Health Insurance In Germany: U.S. Fast Food Chains Are Covered
BERLIN (AP) _ Ask the burger servers in the neat green-and-white striped shirts at McDonald’s about health insurance, and the response is, well yes, they’ve got it.
McDonald’s-Germany became part of the health-care debate in Washington last week when two members of Congress attacked McDonald’s and Pizza Hut for treating German workers better than their employees here at home.
Sen. Edward Kennedy, D-Mass., and Rep. John Dingell, D-Mich., also mentioned Japan, Belgium and the Netherlands as countries where local workers get more coverage than at home. They complained it was hypocritical of McDonald’s and Pizza Hut to fight against having the same mandated coverage in the United States.
German executives of the two companies were wary of getting involved in the debate between their home offices and powerful congressmen.
″It’s the law here, no one can be hired without being insured,″ said Eva Sachse, vice president for personnel of McDonald’s-Germany, which has more than 500 restaurants.
The company’s revenues shot up 19.2 percent in 1993, to $1.5 billion, and it employed 34,000 workers.
The U.S. home offices say mandated health insurance would raise their costs and thus prices to American consumers. Prices of many items are higher in Germany than in the United States, partly because of health insurance and other personnel costs.
The average price of a Big Mac in Germany is $3.10. Add 19 cents for a packet of ketchup.
How much of that is health insurance cost? McDonald’s-Germany wouldn’t say, nor would Pizza Hut, though in the United States, the company said a medium supreme pizza that costs $11 in America costs $19 in Germany and $25 in Japan.
Pizza Hut says it will have 80 restaurants in Germany by the end of 1994.
High personnel costs figure in the long-running debate over ″Standort Deutschland″ - Germany as a business location.
Chancellor Helmut Kohl’s conservative government is trying to force more flexibility on wages, benefits and working conditions to make Germany more competitive against lower-wage countries.

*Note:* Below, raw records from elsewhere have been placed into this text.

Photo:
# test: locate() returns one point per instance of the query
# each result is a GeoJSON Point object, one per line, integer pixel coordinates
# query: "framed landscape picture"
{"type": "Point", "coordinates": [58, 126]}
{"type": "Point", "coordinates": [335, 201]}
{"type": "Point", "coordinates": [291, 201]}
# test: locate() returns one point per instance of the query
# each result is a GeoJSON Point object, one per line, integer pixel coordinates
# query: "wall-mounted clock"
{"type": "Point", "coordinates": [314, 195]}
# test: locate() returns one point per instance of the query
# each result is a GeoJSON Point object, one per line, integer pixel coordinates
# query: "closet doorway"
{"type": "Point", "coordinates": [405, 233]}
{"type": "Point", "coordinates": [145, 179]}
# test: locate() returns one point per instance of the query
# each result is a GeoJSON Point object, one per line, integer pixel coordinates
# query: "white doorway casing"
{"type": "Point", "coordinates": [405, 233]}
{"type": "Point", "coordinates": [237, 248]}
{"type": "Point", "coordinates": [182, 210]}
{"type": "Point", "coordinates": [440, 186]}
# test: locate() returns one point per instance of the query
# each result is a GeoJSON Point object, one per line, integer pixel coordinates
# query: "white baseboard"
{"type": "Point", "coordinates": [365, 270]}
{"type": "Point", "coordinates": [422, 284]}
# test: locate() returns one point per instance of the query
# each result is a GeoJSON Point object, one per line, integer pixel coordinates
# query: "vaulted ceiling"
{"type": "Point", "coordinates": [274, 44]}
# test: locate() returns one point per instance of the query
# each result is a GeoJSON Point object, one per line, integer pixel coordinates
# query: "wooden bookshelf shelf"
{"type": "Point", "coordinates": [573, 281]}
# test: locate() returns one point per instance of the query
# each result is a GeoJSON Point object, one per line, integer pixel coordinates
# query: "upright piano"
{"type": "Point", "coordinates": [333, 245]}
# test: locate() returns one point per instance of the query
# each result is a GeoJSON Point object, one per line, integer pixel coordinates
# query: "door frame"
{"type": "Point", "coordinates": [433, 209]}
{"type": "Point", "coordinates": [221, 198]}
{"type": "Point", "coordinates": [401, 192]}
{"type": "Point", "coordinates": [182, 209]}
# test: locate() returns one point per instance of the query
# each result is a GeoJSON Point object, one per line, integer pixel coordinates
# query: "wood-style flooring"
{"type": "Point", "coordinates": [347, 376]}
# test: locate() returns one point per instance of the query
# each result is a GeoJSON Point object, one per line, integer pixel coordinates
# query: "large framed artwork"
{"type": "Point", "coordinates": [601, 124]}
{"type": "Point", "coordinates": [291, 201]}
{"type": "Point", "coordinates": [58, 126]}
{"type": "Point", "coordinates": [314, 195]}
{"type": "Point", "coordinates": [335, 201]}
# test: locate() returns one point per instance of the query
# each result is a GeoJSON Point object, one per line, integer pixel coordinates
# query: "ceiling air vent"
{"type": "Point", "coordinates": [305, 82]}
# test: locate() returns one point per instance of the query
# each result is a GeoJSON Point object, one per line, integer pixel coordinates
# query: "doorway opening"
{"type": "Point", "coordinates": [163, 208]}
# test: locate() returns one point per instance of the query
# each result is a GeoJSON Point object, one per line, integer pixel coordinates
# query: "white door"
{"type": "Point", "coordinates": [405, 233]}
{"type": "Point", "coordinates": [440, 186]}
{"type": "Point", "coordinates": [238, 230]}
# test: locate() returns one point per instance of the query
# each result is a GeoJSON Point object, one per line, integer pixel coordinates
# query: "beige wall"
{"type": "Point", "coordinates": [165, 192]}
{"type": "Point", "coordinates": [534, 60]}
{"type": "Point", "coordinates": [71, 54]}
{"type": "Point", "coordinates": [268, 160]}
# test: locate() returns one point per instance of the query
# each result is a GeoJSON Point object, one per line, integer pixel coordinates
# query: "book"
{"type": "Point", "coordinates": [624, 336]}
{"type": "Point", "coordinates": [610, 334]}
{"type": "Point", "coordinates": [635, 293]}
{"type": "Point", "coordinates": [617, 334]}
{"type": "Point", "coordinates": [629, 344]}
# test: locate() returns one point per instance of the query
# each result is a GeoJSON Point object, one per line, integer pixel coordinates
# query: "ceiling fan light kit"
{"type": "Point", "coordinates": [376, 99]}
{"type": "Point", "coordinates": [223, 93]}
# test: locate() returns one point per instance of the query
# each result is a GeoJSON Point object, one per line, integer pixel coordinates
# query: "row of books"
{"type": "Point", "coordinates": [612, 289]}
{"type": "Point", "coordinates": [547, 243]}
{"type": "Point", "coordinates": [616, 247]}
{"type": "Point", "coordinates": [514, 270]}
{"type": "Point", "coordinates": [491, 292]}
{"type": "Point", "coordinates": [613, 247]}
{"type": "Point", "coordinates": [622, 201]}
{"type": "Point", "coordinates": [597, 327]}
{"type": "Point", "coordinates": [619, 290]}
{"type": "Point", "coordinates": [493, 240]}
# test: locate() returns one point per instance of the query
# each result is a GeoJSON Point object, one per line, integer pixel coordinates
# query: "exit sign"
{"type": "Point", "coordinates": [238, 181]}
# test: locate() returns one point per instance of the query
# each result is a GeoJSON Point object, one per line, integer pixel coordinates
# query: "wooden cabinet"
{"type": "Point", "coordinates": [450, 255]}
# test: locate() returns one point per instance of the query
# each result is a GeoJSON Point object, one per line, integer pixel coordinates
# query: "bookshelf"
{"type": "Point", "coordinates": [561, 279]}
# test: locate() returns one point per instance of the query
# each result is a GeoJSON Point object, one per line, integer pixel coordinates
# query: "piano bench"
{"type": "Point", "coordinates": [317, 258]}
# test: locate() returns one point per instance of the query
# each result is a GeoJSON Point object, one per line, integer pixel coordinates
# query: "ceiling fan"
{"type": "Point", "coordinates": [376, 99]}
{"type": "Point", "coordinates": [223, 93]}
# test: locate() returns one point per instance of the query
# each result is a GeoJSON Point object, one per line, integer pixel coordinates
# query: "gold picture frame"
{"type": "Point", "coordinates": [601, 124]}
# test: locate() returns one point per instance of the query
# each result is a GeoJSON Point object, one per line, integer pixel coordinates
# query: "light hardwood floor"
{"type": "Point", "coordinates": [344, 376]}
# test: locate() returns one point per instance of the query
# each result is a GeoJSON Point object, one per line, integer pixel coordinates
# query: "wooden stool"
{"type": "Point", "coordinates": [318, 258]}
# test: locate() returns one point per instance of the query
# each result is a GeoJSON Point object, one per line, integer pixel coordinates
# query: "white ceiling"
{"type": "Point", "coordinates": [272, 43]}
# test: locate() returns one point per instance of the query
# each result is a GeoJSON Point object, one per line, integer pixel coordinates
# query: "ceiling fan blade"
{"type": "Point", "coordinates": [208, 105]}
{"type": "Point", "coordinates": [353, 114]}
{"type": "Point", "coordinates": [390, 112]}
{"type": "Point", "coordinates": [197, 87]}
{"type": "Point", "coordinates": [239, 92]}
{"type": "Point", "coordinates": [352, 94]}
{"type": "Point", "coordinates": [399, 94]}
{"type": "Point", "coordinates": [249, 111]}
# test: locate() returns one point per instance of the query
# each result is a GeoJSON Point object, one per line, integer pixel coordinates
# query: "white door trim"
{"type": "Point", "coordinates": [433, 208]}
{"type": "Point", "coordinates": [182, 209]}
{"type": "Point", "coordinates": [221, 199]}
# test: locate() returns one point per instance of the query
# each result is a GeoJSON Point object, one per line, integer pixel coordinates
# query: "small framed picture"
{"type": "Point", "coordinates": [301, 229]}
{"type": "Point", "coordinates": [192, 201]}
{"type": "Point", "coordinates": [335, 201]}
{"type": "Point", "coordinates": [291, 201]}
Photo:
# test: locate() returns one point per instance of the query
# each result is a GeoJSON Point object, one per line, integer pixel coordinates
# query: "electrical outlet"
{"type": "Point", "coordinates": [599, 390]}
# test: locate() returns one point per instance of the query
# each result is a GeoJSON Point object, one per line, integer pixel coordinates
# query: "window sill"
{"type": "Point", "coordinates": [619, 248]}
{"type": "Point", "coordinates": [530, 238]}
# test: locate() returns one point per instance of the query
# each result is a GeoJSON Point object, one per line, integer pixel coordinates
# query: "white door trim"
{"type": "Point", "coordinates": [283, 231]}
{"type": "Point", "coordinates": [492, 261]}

Last year the government pushed through a reform of the health-insurance system because costs were threatening to run out of control. Doctors, dentists, hospitals and drug companies were forced to keep expenditures at 1991 levels plus 3.9 percent.
Health insurance premiums range from 10 percent to 16 percent of gross pay, with employer and employee splitting it evenly. That provides for full care, almost always with the doctor of one’s choice.
The system covers 90 percent of the population, and the other 10 percent go under private insurance plans for business people, free-lancers, high earners and other categories.
German law obliges all employers, including McDonald’s, to pay half the cost of comprehensive health insurance for its staff. One important exception are students, who stay on their parents’ plan until age 25.
Such exceptions account for about 20 percent of the hours worked at McDonald’s in Germany, Eberhard Hoffman, personnel director at the company’s Munich base, said in a telephone interview.